Le lendemain, une délégation conjointe de l’ONU, de la CEDEAO, de l’Union africaine et de l’Organisation internationale de la Francophonie, ainsi que des chefs coutumiers et du Comité supérieur des Burkinabès à l’étranger se rend chez le lieutenant-colonel Zida. À cette occasion, l’ambassadeur US Tulinabo Mushingi souligne une fois de plus la volonté des USA de voir la poursuite du dialogue national, la passation rapide de pouvoir à une autorité civile et que le principal objectif de la transition soit de préparer les élections parlementaires et présidentielle en 2015.[108] Mais le 13 novembre la Charte de transition est publiée. Celle-ci définit la procédure de travail et les buts du gouvernement de la transition, tout à fait en accord avec les souhaits de la « communauté internationale ».

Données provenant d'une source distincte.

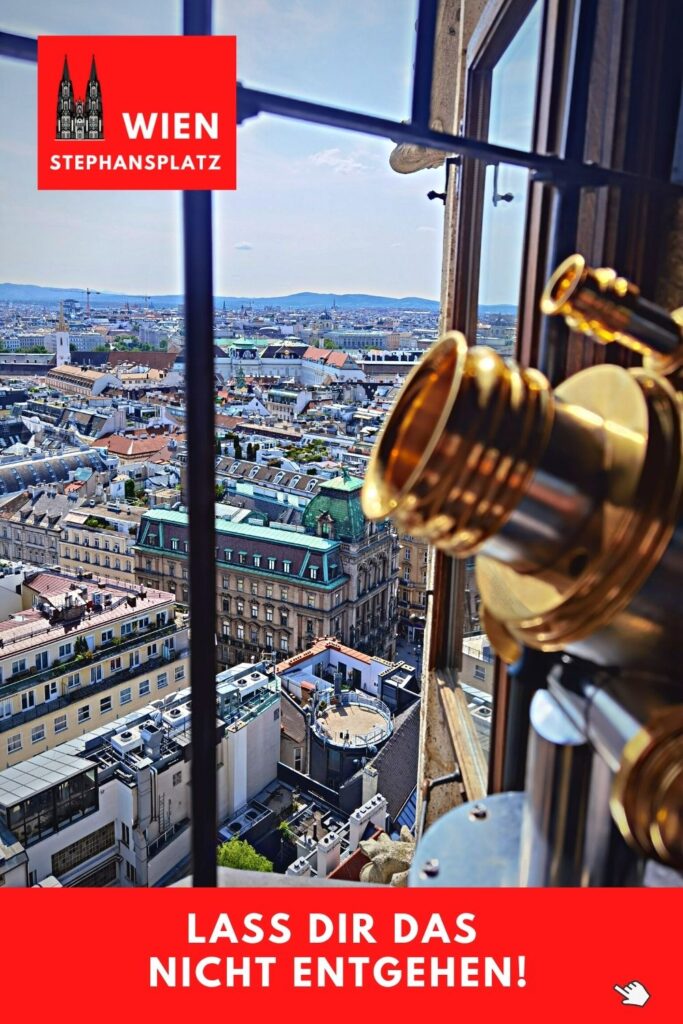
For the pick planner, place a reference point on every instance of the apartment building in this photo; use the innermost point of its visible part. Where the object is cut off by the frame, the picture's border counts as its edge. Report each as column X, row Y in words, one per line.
column 278, row 588
column 80, row 652
column 113, row 806
column 31, row 524
column 100, row 539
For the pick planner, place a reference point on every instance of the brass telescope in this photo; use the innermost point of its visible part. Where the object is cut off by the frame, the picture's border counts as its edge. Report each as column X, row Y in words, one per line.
column 570, row 498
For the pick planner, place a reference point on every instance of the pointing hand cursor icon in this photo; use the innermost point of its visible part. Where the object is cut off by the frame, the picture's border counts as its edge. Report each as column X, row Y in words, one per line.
column 634, row 994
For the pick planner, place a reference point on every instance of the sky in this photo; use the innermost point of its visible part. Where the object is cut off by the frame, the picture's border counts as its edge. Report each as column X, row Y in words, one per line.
column 315, row 209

Enfin, le 17 novembre,  un jour avant l’expiration de l’ultimatum de l’Union africaine, le nom du nouveau président de la transition est annoncé : Michel Kafando, un ancien diplomate. Le lendemain, le 18 novembre, Kafando prête serment et présenté son gouvernement. Son Premier ministre est…  le lieutenant-colonel Isaac Yacouba Zida ! Inutile de dire que l’Occident est satisfait de ce dénouement. Après la prestation du serment, Gilles Thibaut, l’ambassadeur de France à Ouagadougou, déclare que Kafando peut « totalement compter sur les partenaires du Burkina Faso »[109], tandis que son homologue US Tulinabo Mushingi assure que son gouvernement va « continuer à travailler avec le peuple burkinabè» car «le peuple américain suit ce qui se passe au Burkina Faso avec attention ».[110]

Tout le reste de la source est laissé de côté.